Art. 4(15) of the EU General Data Protection Regulation (GDPR), defines data concerning health as: “personal data related to the physical or mental health of a natural person, including the provision of health care services, which reveal information about his or her health status”.
Besides health data, special categories of data include sexuality, racial or ethnic origin, political opinions, religious or other beliefs, trade union memberships, biometrics which identify a person, genetic information, and information on criminal offences and convictions.
Such data provide more significant information about a person and so receive special protection.

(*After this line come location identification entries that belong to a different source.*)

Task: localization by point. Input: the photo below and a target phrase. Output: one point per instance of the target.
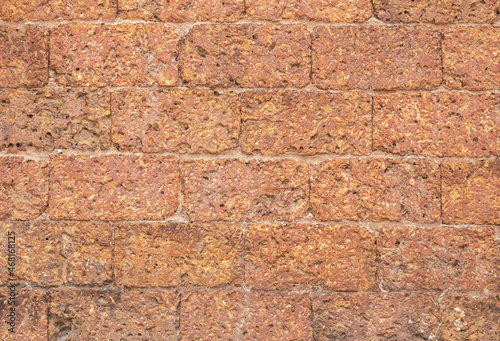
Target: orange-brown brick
(376, 189)
(24, 56)
(416, 258)
(277, 122)
(84, 54)
(113, 187)
(36, 10)
(85, 314)
(314, 10)
(246, 55)
(178, 254)
(471, 192)
(376, 316)
(54, 118)
(376, 57)
(471, 58)
(181, 11)
(439, 124)
(23, 188)
(235, 190)
(471, 317)
(183, 121)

CHBM and GDPR: health data case study
In October 2018, the Centro Hospitalar Barreiro Montijo (CHBM) was fined €400,000 for various breaches of the GDPR relating to health data. The Portuguese DPA started to investigate CHBM following a complaint from the Sindicato dos Médicos da Zona Sul (Medical Workers Union of the Southern Zone). They reported that non-clinical staff were using ‘medical’ profiles to access CHBM’s computer system. This meant that they were potentially able to view patient’s health data.

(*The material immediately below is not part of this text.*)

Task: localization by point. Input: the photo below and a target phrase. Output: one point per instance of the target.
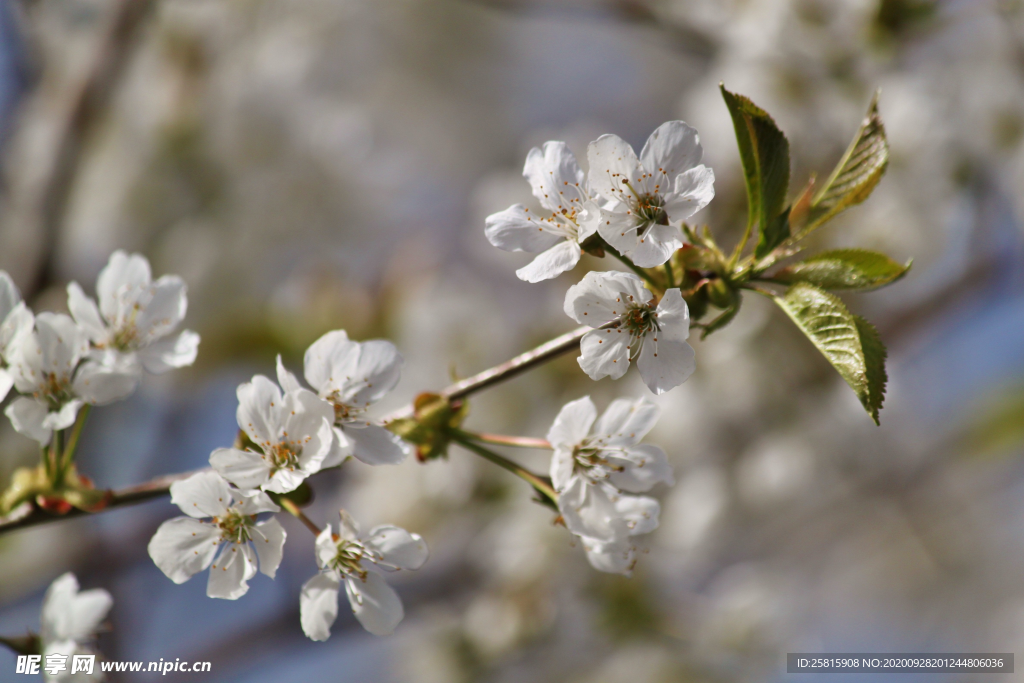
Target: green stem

CHBM were fined €400,000 for 3 breaches of the GDPR relating to health data. Their argument that they were not responsible because the software was provided by a 3rd party was dismissed.

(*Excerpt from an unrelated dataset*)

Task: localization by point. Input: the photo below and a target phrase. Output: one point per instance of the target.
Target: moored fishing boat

After inspecting the hospital, the Portuguese DPA found that the hospital's account management practices were deficient. They found 985 users were registered on the system with ‘Physician’ permissions, but only 296 physicians were actually employed. One test profile was set up with the same unrestricted access as the ‘technical’ profile, and nine social workers had been given access to confidential patient information. The hospital argued that it was not responsible for these deficiencies as they used the IT system provided to public hospitals by the Portuguese Health Ministry.
However, the DPA found it was the hospital's responsibility to ensure that adequate security measures were implemented. It failed to respect patient confidentiality and limit access to patient data, and to ensure the confidentiality, integrity, availability and permanent resilience of treatment systems and services.
You can read more about this case and the lessons you can learn in our recent blog. As we show, data privacy is taken seriously by DPAs in the EU, and GDPR is being enforced for every size of business.
Rules for storing sensitive data under GDPR
- From an administrative point of view, managing sensitive data requires you to provide explicit consent forms to your users, perform a DPIA, assign roles in your company, notify the Data Protection Authority in your country (in some cases), and many other tasks.
- From a technical point of view, you must implement measures including authentication and access control procedures, data encryption at record level, secure transmission between your mobile app and servers, pseudonymisation or anonymisation to reduce risks when you process the data, non-modifiable audit logs, disaster recovery and systems to give users access and deletion rights for their data, among other things.